Ancient Greek apostrophe marking elision

Julian Bradfield via Unicode unicode at
Sun Jan 27 15:00:40 CST 2019

On 2019-01-27, Michael Everson via Unicode <unicode at> wrote:
> On 27 Jan 2019, at 05:21, Richard Wordingham <richard.wordingham at> wrote:
>> The closing single inverted comma has a different origin to the apostrophe.
> No, it doesn’t, but you are welcome to try to prove your assertion. 

As far as I can tell from the easily accessible literature, the
apostrophe derives from an in-line manuscript mark that is a point
with a tail, while the quotation marks derive from a marginal mark
shaped like an arrowhead (like modern guillemets). What is your story
about them?

>> Is someone going to tell me there is an advantage in treating "men's” as one word but "dogs'" as two?  As I've said, the argument for encoding English apostrophes as U+2019 is that even with adequate keyboards, users cannot be relied upon to distinguish U+02BC and U+2019 - especially with no feedback. A writing system should choose one and stick with it.  User unreliability forces a compromise.
> Polynesian users need to 02BC to be visually distinguished from 2019. European users don’t need the apostrophe to be visually distinguished from 2019. The edge case of “dogs’” doesn’t convince me. In all my years of typesetting I have never once noticed this, much less considered it a problem that needed fixing.

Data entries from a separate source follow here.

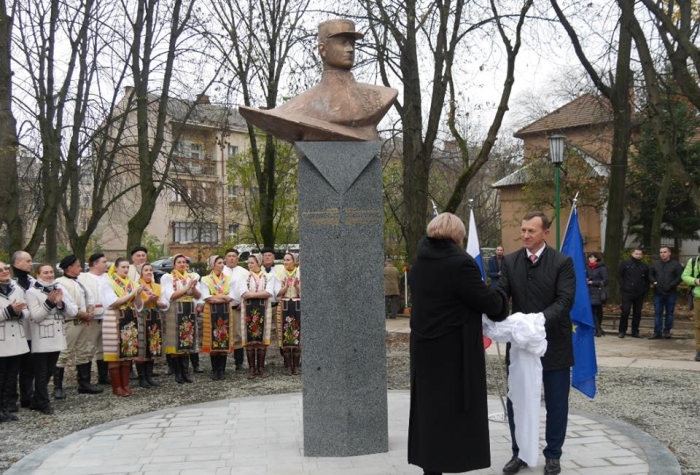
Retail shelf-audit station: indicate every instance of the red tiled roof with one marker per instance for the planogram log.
(585, 110)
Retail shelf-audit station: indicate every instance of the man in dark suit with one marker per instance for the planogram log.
(494, 268)
(540, 279)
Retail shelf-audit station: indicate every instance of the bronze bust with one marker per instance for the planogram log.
(336, 109)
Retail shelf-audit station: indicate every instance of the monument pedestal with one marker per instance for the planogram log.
(343, 329)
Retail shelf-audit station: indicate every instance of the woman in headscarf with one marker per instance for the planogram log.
(150, 326)
(180, 289)
(122, 300)
(448, 428)
(13, 310)
(49, 306)
(217, 294)
(256, 313)
(289, 314)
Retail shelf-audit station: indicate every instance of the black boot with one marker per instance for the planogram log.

You have a very low opinion of Polynesian users. People (as opposed to
computers) use context to remove ambiguity. Before we had to interact
with pedantic computers, we were rarely confused by the typewriter-induced
confusion of 1 and l and 0 and O (or, indeed, the use of symmetrical
quotation marks).
Now a sensible orthographic choice for a language using comma-like
letters would be to use guillemets for quotation, and while I don't
know (there being precious few modern Polynesian materials online), I
would guess that the languages of French Polynesia do that.
If, like Hawaiian, you're stuck with English-style quotation marks for
historical reasons, an obvious typographic solution is to thin-space
them, French-style. (See previous thread!). That seems visually
preferable to relying on a small difference in size of what is already
a small letter compared to everything else on the page.